Le concept « de la ferme à l'assiette » expliqué aux restaurateurs
Le secteur de la restauration est loin d’être à l’abri des mots à la mode éphémères et des aléas des tendances du secteur. Cependant, la popularité croissante du concept « de la ferme à la table », tant en matière d’approvisionnement que de restauration, s’est avérée durable. En effet, les clients du monde entier prennent conscience de l’importance des pratiques alimentaires durables et apprécient le gain de qualité et de saveurs qu’elles apportent.
Associée à la combinaison gagnante que constituent l’authenticité, l’intégrité, le talent et la vision, la révolution « de la ferme à la table » dans le secteur de la restauration a le potentiel de renforcer la réputation d’un restaurant. Sans oublier de gagner l’affection d’une clientèle de plus en plus avertie. Même si cela peut nécessiter une refonte en profondeur de la politique tarifaire des menus — parmi d’autres aspects de la gestion d’un établissement de restauration —, les avantages des approches « de la ferme à la table » se sont révélés nombreux et durables.
Mais qu'est-ce que le « de la ferme à l'assiette » exactement ? D'où vient ce concept, et comment un restaurant peut-il s'y mettre ? Nous allons nous pencher en détail sur cette tendance en plein essor et répondre à ces questions une à une.
Que signifie « de la ferme à l'assiette » ?
Votre équipe de cuisine travaille immanquablement avec des produits issus de l’agriculture. Qu’il s’agisse d’un panier rempli de pommes de terre ou de steaks, en passant par tout ce qui se trouve entre les deux, l’agriculture est à la base de l’industrie alimentaire à laquelle nous contribuons tous. On pourrait donc vous pardonner de penser que le concept « de la ferme à la table » fait référence à des produits qui partent de la ferme pour finir dans l’assiette de vos clients. C’est — presque — tout à fait le cas.
Bien sûr, le concept n’est pas aussi simple ni aussi évident… Soyons honnêtes.

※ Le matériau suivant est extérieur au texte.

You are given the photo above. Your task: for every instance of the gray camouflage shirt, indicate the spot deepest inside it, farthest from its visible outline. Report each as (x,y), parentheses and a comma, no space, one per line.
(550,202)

Comme c’est souvent le cas avec les mots à la mode dans le secteur de la restauration, il n’existe pas de définition officielle ou harmonisée de ce que signifie « de la ferme à la table ». Contrairement aux termes « bio » ou « biodynamique », qui s’accompagnent d’une série de critères stricts à respecter, le concept « de la ferme à la table » est plus vague et plus flou. Malgré cela, il a su captiver l’imagination du public.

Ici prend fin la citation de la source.